April 6 2025 Lent 5
Isaiah 43.16-21 Psalm 126 Philippians 3.3-14 John 12.1-8
Today’s story is the last before Jesus’ triumphal entry into Jerusalem and the beginning of the passion narrative.
John ‘book-ends’ his story of Jesus’ ministry with extravagance. Before he had even begun his ministry, Jesus turns 6 jars of water into 750 bottles of the best wine there is. Today, that extravagance is turned on him, when Mary cracks a jar of perfume worth a year’s wages and rubs it into Jesus’ feet with her hair.
The God that is revealed to us is not stern or stingy. It is a God of generosity and extravagance. This God is like the manager who pays a full day’s wage for one hour of work; like a father waiting desperately for a lost son and, when he sees him, welcomes him with ring, and robe and sandals, and throws an extravagant party. From beginning to end in the life of Jesus, God’s kingdom is characterised by excess and extravagance, both received from God and, as we see today, turned back to him by us.
All the gospels tell this story, but they do it differently. Mark and Matthew do not name the woman, Luke describes her as a ‘sinful woman’, only John gives her a name. And although there is a long history of identifying the woman as Mary of Magdala, John names her as Mary, sister of Martha and Lazarus.
I wonder what Mary’s motivation was. What motivated her to open this jar of perfume which, as the disciples point out is outrageously expensive, and use it for this one moment of devotion. While John does give us Judas’ motivation in objecting to its use, he does not give us Mary’s. Is she just grateful that Jesus has revived her brother; is she perhaps, unaware of its cost? And this prompts us to ponder – what would encourage us to offer such an extravagant and intimate gift. Have you ever been so ‘caught up in the moment’ that you have done or given something without any thought of the cost – monetary or emotional. Is this what the abundant grace and generosity of discipleship looks and smells like.
In a few short days/weeks, Jesus will strip down, tie a towel round his waist and wash the feet of the disciples. And this time it is Peter, not Judas who objects. Is this act by Mary here, and Jesus later, the definition of discipleship? We often speak about wanting a ‘living relationship with Jesus’, but are we looking for a ‘private sense of relationship’ to God instead of the more communal act of service modelled here by Mary and Jesus. Which also prompts us to ask – who is it that needs their feet washed, their bodies prepared, their loads lightened, their rank lives graced with the sweet fragrance of sacrificial love?
Jesus’ comment about the poor often leaves us confused and ‘just a bit’ uncomfortable. We know Jesus is not dismissing the poor, so is he perhaps inviting us to witness the gift of his life that he is about to give so that we might enter this kind of discipleship. In other words, through his death, Jesus shows God’s abundant love for the world, so can we take this example of love that he offers us and be empowered and encouraged to care for the poor around us.
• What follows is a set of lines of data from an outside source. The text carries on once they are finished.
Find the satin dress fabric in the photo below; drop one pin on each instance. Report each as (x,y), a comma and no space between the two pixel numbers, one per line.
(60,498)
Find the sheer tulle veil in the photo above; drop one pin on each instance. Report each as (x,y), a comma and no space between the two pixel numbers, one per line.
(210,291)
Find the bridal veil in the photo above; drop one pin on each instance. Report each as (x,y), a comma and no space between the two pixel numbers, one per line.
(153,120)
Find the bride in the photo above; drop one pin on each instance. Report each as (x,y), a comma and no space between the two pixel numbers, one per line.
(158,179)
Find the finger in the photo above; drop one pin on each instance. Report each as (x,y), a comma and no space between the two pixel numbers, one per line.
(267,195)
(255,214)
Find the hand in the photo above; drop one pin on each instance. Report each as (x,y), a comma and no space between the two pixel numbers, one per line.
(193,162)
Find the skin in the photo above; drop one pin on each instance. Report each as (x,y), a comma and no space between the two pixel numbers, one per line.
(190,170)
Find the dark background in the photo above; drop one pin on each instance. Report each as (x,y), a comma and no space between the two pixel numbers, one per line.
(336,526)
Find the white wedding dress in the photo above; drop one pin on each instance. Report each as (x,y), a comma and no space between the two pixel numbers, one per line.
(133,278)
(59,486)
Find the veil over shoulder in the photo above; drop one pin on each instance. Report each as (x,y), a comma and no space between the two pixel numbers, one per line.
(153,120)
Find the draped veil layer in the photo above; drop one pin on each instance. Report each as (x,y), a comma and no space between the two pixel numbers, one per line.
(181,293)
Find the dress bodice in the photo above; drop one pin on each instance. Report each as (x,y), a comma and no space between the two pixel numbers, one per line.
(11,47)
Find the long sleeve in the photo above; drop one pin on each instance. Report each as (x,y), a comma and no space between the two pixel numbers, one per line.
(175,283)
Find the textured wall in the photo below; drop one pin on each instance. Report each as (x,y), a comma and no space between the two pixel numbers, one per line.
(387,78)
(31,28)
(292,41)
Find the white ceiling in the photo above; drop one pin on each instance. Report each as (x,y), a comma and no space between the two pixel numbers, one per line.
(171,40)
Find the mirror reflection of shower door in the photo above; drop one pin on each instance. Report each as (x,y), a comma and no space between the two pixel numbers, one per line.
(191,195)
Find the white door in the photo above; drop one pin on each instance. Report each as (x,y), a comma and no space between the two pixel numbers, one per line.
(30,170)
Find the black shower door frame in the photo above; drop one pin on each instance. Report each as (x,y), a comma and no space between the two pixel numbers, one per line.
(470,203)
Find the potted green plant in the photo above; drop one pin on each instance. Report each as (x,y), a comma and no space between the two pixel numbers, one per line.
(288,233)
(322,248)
But what is this passage of wild excess telling us during this season of Lenten self-denial. Nearly every detail of this story crosses social boundaries. A dinner to honour Jesus ends with arguments. A woman lies down beside Jesus. She lets her hair down and strokes his feet with outrageously expensive oil. The disciples are unhappy about the waste of money; finally, after three years with Jesus, they seem to understand that care for the poor characterises the people of God. But Jesus seems to see something more important than care for the poor.
He rebukes Judas – ‘leave her alone, she has done a beautiful thing’. They don’t see that Mary has done more than even she may have been aware. Anointing Jesus was more than an act of personal devotion, it was also a prophetic act. She has prepared his body for burial. Jesus isn’t just a wandering sage or renegade rabbi, he is the Anointed One, Anointed by Mary certainly, but especially by God. In Hebrew, he is ‘the Messiah’. ‘She did what she could’, said Jesus.
And that is what we do in our Lenten disciplines. We do what we can. Mary did not save Jesus from his tragic fate by anointing him. Nor will our Lenten practices solve every problem. But, like Mary, we do what we can.
We give of ourselves to God wholly, we give all that we are and all that we have. And in return, we trust God for a new self that is shaped by God’s unlimited love. In the words of the psalmist – we sow in tears, with the hope to reap in joy. And, as we heard from Isaiah, God invites us to ‘forget the former things. Do not dwell on the past. See, I am doing a new thing. I am making a way in the desert, streams in the wasteland’.
Mary shows us the way. She did what she could, and in response to the extravagance of God’s goodness, we can offer our unbounded gratitude. Mother Teresa once prayed ‘I will take what you give, and I will give what you take’.